Put walnuts, vinegar, garlic, and potatoes into a medium bowl and mash potatoes until smooth. Vigorously stir in remaining oil and season with salt and pepper. [I put whole toasted walnuts, vinegar, and whole garlic cloves into the food processor and pulsed until blended, then added the cooked potatoes and oil and pulsed all together until smooth.]
Transfer beets to plates and serve with some skordalia spread on the side.

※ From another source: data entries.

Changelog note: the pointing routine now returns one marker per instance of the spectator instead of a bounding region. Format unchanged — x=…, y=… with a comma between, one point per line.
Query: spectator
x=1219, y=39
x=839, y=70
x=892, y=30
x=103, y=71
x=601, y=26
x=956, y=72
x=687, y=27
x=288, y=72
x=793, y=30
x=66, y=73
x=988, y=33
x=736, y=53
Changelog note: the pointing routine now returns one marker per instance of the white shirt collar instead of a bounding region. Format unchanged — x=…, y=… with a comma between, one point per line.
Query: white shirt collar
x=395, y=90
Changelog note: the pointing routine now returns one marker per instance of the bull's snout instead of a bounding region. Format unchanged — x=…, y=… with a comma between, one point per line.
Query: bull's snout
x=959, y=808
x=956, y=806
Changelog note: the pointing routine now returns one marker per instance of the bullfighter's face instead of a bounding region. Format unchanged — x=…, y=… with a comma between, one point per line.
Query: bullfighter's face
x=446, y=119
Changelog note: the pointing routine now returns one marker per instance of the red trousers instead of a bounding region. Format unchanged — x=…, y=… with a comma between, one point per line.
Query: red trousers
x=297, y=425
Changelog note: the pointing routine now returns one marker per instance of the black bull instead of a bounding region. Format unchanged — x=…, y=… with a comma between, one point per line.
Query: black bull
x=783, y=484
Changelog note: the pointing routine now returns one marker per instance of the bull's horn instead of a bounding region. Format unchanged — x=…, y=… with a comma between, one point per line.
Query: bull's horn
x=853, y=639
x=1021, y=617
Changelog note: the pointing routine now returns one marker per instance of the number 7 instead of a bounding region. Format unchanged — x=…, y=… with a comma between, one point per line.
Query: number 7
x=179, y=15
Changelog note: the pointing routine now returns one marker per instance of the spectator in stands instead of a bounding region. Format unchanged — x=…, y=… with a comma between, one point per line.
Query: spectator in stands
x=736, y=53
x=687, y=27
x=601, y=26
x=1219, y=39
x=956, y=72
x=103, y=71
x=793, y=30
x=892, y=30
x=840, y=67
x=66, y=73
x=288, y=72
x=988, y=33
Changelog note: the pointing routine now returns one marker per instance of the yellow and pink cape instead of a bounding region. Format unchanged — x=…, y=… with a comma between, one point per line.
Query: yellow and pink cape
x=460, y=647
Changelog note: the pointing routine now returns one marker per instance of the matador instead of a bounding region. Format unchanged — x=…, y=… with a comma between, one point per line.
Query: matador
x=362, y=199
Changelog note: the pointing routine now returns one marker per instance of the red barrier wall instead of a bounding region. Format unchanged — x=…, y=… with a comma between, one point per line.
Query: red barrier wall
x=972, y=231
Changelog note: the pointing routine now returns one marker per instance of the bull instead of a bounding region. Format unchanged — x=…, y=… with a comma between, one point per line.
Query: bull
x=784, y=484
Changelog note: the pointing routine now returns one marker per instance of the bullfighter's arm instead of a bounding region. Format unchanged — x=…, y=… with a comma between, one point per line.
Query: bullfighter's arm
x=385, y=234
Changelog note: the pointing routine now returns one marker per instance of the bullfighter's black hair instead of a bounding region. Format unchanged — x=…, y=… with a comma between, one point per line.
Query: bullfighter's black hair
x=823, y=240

(This is a Greek taverna dish which sounds odd but is surprisingly good. Warning - that spread is super garlic-y!! I made this when I was sick, so the garlic was kind of a welcome tonic. Brought this to work for lunches with some beets and spread and a little bit of torn lettuce leaves mixed in. Like I said, odd but good.)